If you were born in the 90’s, chances are that you once had an email account with Yahoo with an absurd name. Founded at the Stanford University by two electrical engineers, Jerry Jang and David Filo in January 1994, Yahoo was initially was “Jerry and David’s Guide to the World Wide Web,” a directory of websites arranged in a hierarchy. Later in 1995, Yahoo.com was registered and it grew into a web portal that acquired many smaller organizations. Its stock price reached its all-time high of USD 118.75 in 2000 and fell to USD 8.11 in the following year after the dot.com bubble burst. From 2005 to 2007, Yahoo was under discussion for a potential takeover by Microsoft.

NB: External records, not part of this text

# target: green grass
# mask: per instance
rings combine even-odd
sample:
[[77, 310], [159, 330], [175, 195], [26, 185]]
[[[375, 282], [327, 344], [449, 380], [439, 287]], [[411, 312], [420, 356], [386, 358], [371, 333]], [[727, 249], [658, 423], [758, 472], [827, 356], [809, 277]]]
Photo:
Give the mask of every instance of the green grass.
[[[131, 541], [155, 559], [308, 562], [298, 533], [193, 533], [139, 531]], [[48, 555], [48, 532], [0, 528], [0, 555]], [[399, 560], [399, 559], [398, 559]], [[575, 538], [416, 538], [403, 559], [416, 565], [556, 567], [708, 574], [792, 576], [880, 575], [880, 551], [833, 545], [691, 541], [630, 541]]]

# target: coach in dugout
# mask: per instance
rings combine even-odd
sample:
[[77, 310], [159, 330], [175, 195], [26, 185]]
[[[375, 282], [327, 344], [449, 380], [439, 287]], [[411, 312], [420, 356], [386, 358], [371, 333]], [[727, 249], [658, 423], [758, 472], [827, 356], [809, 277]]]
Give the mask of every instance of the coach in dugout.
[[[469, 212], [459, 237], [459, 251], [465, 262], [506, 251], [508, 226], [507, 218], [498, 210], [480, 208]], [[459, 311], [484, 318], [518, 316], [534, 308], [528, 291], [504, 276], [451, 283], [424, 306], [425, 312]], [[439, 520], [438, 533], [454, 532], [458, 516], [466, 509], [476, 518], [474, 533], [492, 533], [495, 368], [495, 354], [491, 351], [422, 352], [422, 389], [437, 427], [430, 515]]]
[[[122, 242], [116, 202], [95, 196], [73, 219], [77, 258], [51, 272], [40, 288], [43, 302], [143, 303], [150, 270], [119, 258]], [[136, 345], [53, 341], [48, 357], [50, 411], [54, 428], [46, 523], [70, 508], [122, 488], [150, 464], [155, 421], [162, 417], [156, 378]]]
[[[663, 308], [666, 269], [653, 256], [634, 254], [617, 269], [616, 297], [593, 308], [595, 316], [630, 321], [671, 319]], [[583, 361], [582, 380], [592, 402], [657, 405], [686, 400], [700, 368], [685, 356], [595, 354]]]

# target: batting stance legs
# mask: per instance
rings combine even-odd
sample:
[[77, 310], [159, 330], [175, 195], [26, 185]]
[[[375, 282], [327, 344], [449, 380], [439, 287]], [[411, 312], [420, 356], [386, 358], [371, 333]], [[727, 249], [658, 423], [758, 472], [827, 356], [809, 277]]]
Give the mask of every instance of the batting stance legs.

First announced data breach:
In September 2016, Yahoo announced that over 500 million of their accounts had been compromised during late 2014. The data acquired by hackers were names, email addresses, date of birth, contact numbers, hashed passwords and security questions. The passwords that were acquired were encrypted by using bcrypt hashing, a kind of hashing technique that uses salt to the hashed passwords which are resistant to brute force attacks. However, the other compromised fields used simple hashing techniques that could be easily cracked and used to reset the password. Besides, such kind of personal information could be used to compromise banking and other financial accounts. Yahoo claimed that the hackers were state-sponsored (country undisclosed, but some suspect China and Russia) and exploited their system using a cookie based attack that would allow the hackers to login without the need to enter a password.
Later in November 2016, Yahoo said that they were aware of the breach but did not know of the full extent of it until July 2016. Post that they confirmed that their security was no longer compromised. During the attacks, Yahoo did caution the users but didn’t reset the passwords.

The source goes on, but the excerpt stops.